PJ – if i choose to engage with it, i expect it to entertian me. P&G: make your life a little easier. what we try to do is make the 2-3mins we have with you in an elevetor a little more informative.
-M – we have 5000 taxis in nyc with nbc content. the fact that there’s an off button – 93% of consumers that did shut it off (and only 10% did shut it off) turned it back on after 30 seconds.

-J – this is place based media and the character of every place is diff. in the dr. room, i have peeps who come in and wait for 30mins 1-2x per yr. vs. someone who is in transit who does it 300 days a yr and had 30 secs.
-PM – how do you get consistency across the network?
-J – the question is what works in all areas? video doesn’t work everywhere. the most common denomitor – text, no sound. that’s the type of creative that works across everywhere. that’s where you start and then you add diff things along the way.
-PJ – we used to get pushback – we want sound. we want 30 secs, not 15. now the advertisers have adapted. SeeSaw has done a great job of standardizing. advertisers are getting better at creating their contet in different forms.
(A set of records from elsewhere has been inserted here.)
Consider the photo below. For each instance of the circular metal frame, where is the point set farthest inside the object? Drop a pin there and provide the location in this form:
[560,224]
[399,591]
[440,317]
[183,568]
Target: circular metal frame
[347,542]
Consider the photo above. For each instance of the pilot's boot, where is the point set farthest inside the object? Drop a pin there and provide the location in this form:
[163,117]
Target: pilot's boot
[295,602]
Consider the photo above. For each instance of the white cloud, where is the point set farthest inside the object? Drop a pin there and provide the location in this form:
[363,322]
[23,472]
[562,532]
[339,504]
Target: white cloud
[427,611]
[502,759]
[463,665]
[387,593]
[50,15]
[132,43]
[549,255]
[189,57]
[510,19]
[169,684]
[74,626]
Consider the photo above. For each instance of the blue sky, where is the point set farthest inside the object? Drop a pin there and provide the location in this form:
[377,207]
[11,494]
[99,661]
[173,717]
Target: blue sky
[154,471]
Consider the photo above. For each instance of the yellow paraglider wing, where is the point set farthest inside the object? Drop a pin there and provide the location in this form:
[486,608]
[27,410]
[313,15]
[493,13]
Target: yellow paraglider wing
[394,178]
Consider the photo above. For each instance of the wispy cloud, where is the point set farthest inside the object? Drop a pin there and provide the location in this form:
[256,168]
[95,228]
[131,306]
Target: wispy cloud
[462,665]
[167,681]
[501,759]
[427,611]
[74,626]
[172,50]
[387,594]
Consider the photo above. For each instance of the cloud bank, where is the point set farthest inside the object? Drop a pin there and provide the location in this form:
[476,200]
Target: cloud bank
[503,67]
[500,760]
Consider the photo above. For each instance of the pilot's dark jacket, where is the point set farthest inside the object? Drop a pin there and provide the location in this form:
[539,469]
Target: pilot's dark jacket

-what does the best type of content for the fourth screen look like?
-PH – we’re now in 300 locations. didn’t know what we were doing when we started. we promote the brand at the point of purchase and we enhance the brand. there is no advertising.
-M – i couldn’t agree more. it’s tough to determine the right content. easy to understand what’s wrong. if it’s not customized, it’s not going to be the best fit. if we just took leno and put it ad gas pumps, it’s not going to work for the user or the advertiser. must know the audience at each of these locations. what is it that will bring a smile to someone’s face and get them to recall.
-PJ – from the content perspective how to you balance info vs. advertising vs. content? the audience drives the content. we feel we build a relationship over time with the peeps who ride the elevator. the audience exists for people who view the 4th screen. we know where they are. unless you’re going to take the steps up 15 flights, you’re going to see us. not just demo, but psychographics. at captivate we have over 50 diff contnet proviers. team of editors who cull through the contnet. we balance ads w/ contnet in that they share the screen at the same time. example: orbits – ties into travel related conent.

PM -as late as last yr, the majority of conversation resolved aroudn the 3 screen environment – pc, tv, mobile. summer of 07 attended conference – digital signage, digital out of home, so new we’re all struggling to define it. gas pump screens, taxi cab tops, screens in conventions, fast food. these all qualify. the screens can now behave interactively thought phone & touch. from an advertising perspective, it allows us to do new interesting things. these are now becoming real world banner ads. they can change by dayparting. really on the cutting edge.

(PM) Patrick Moorhead – National Manager, R&D Advanced Marketing Solutions, Director of Emerging Media Avenue A Razorfish ($750m in annual billing)

(M) Mark French – General Manager, Senior VP, NBC Everywhere, NBC Universal
(J) Jeff Dickey – Founder, Business Development, SeeSaw Networks (called himsleft doubleclick for digital signage – exchange type model for people to buy and sell)
(PH) Pat Hellberg – Director, Nike Brand Content Studio, Nike, Inc.
(PJ) Paul Jankauskas – Senior VP, Advertising Sales, Captive Network (screens in high rise office towers. owned by gannet)

Ad:tech Mood

April 16, 2008

Quick note to say that the mood here is exceptionally upbeat.

As most of you know, I’m part cynic, so I’ll say upfront that I think part of the upbeat nature comes from the fact that the people in the booths are sales people and need to sell sell sell, so things will look artificially rosy.

However, there’s just a good vibe – not just in the over-sized exhibit hall, but throughout the Moscone Center.